Young people are less likely to be ageist when their friends have friendships with older adults, research led by psychologists at the University has shown.
Even when young adults have no social contact with older adults in their everyday life, if they are aware of a friend who is friends with an older adult this can increase their positive attitudes towards older adults as a whole, the researchers found.
Psychologists Lisbeth Drury and Professor Dominic Abrams of Kent’s School of Psychology, and Dr Paul Hutchison, London Metropolitan University, surveyed young adults to conduct the study, which is published online in the British Journal of Social Psychology.
Those responding indicated how often they had social contact with older adults, whether they experienced it as good contact, if they were aware of any friendships their friends had with older adults and how positively they felt towards older adults.

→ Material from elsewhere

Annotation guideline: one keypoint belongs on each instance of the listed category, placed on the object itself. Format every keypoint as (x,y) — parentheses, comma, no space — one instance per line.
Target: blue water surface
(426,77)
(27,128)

The researchers found that young adults who experienced good quality contact expressed less ageism towards older adults. More importantly, even young adults with no direct experience of older adults expressed less ageism when they knew of a friend that had a friendship with an older adult.
This indirect effect occurred because knowing that other young people in their close social network have positive relationships with older adults reduced young adults’ anxieties about interacting with older adults and made such relationships seem more widespread and acceptable.
The research, entitled Direct and extended intergenerational contact and young people’s attitudes towards older adults (Lisbeth Drury; Dr Paul Hutchison, Professor Dominic Abrams) was supported by the Economic and Social Research Council, Age UK, and the South East Doctoral Training Centre.